Vu les articles L. 134-5, L. 134-6, L. 134-12 et L. 134-13 du code de commerce,

- La dire et juger recevable et bien fondée en son appel.

- Dire et juger qu'elle bénéficiait d'une exclusivité sur le département de l'Oise et sur celui de la Somme.

- Dire et juger que le Groupe Elabor a manqué à ses obligations contractuelles en refusant le paiement des commissions directes et indirectes qui lui étaient dues.

- Dire et juger que le Groupe Elabor a manqué à son obligation de loyauté en lui retirant la commercialisation d'une partie de ses produits et en la confiant à un autre agent commercial.

- Dire et juger que le comportement fautif du Groupe Elabor est à l'origine de la rupture du contrat d'agent commercial.

En conséquence,

- Infirmer le jugement en ce qu'il l'a déboutée de l'ensemble de ses demandes et l'a condamnée à payer au Groupe Elabor la somme de 500 euros au titre de l'article 700 du code de procédure civile outre les entiers dépens.

Statuant à nouveau,

- Condamner le Groupe Elabor à lui payer la somme de 12 881,11 euros au titre des commissions impayées.

- Condamner le Groupe Elabor à lui payer la somme de 36 000 euros de dommages et intérêts au titre de la perte d'exploitation résultant de ses manquements à son obligation de loyauté.

- Condamner le Groupe Elabor à lui payer la somme de 30 000 euros de dommages et intérêts à titre d'indemnité compensatrice du préjudice subi du fait de la rupture.

- Condamner le Groupe Elabor à lui payer la somme de 5 000 euros au titre de l'article 700 du code de procédure civile outre les entiers dépens.
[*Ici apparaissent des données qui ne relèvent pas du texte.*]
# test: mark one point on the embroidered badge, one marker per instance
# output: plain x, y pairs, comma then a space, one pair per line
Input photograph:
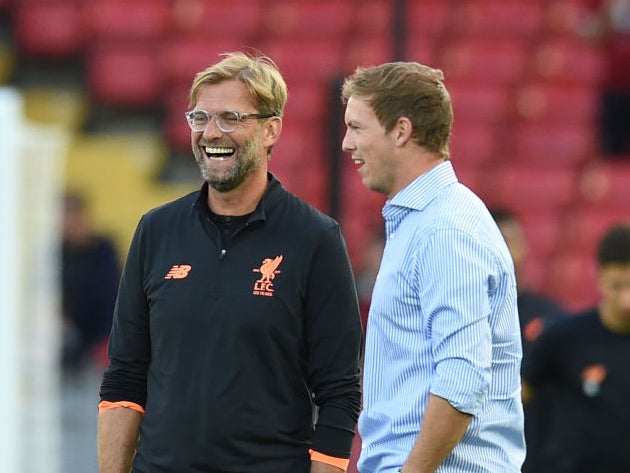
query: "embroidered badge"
592, 378
268, 270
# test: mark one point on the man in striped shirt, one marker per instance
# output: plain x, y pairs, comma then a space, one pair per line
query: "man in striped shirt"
443, 350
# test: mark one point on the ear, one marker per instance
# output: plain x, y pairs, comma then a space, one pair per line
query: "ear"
272, 130
402, 131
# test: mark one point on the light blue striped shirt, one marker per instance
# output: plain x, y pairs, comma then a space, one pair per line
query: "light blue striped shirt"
443, 320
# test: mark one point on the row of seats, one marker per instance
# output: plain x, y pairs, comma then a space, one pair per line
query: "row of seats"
524, 89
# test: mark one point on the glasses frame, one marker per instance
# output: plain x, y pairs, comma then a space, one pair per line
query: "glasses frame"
240, 116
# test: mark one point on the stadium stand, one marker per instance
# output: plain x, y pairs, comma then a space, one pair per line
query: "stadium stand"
524, 91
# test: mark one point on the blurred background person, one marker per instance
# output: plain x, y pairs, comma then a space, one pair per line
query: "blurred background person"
536, 314
368, 270
586, 358
608, 25
90, 275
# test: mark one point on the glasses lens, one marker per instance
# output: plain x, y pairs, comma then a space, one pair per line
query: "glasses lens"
227, 121
198, 120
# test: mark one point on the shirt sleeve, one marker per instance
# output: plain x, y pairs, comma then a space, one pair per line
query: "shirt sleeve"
129, 348
334, 338
455, 274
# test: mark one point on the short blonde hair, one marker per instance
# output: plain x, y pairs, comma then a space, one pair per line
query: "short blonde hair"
259, 73
407, 89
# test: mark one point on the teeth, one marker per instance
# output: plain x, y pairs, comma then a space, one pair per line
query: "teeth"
218, 150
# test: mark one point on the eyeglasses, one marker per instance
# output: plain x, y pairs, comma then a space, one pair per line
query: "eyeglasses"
227, 121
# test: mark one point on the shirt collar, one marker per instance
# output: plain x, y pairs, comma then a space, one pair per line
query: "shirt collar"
421, 191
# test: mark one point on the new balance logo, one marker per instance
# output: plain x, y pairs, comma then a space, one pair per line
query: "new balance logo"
178, 271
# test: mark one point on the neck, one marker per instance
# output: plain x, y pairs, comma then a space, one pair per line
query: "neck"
240, 201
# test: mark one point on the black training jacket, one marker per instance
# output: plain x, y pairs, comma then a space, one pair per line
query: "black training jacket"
244, 353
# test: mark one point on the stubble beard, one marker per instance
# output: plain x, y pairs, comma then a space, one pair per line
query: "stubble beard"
244, 165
- Statuer ce que de droit quant aux dépens de première instance et d'appel.

Par conclusions n° 2 notifiées le 30 mars 2021, l'intimée demande à la Cour de :

- Dire son appel incident recevable et bien fondé.

- Écarter des débats la pièce 13 communiquée par Mme X.
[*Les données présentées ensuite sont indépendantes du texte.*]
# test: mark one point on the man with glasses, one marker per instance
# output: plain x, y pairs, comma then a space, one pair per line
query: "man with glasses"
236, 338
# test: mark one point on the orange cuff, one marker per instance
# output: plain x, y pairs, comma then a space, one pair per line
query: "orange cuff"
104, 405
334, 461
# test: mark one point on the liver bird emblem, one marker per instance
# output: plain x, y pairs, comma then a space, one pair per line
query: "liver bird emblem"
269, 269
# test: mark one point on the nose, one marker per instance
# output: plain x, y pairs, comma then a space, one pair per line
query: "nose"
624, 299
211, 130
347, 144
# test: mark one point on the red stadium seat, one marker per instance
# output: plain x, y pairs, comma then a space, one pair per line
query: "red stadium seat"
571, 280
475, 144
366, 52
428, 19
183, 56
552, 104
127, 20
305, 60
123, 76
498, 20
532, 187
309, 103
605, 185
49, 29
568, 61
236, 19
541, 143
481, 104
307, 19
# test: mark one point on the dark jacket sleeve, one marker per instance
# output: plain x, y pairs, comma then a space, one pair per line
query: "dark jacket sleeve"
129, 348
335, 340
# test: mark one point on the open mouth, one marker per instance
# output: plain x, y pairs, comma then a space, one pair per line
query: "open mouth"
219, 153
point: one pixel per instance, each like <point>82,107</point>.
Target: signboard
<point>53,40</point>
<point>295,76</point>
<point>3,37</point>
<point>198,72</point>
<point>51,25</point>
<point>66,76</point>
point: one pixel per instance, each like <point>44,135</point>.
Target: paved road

- Confirmer le jugement rendu par le Tribunal de commerce de Dijon le 21 novembre 2019 sauf à le réformer partiellement pour condamner Mme X au paiement de la somme de 8 170 euros au titre des frais irrépétibles exposés en première instance.
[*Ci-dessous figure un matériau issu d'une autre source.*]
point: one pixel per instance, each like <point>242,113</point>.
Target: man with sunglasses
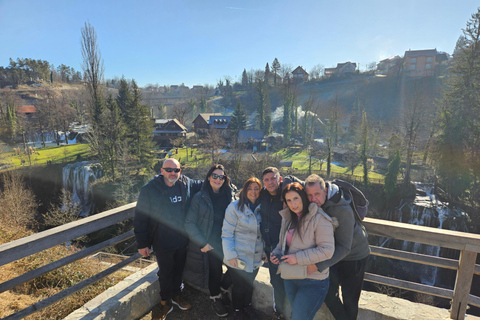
<point>159,222</point>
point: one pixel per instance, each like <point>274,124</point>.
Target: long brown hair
<point>243,193</point>
<point>296,187</point>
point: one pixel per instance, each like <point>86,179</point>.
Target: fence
<point>468,244</point>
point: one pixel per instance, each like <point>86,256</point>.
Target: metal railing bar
<point>61,262</point>
<point>67,292</point>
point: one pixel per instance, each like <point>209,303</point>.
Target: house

- Confirmer le jugement pour le surplus.

- Débouter Mme X de toutes ses demandes.

Y ajoutant

- Condamner Mme X à lui payer la somme de 5 000 euros au titre de l'article 700 du code de procédure civile.

- Condamner Mme X aux dépens d'appel.

La clôture de la procédure a été prononcée le 30 novembre 2021.

En application de l'article 455 du code de procédure civile, il est référé, pour l'exposé des moyens des parties, à leurs dernières conclusions susvisées.

SUR QUOI

La demande des intimées tendant à voir écarter la pièce n° 13 communiquée par Mme X au seul motif qu'elle ne respecte pas les prescriptions de l'article 202 du code de procédure civile sera rejetée, cette prétendue irrégularité étant seulement de nature à affecter la force probante de cette attestation.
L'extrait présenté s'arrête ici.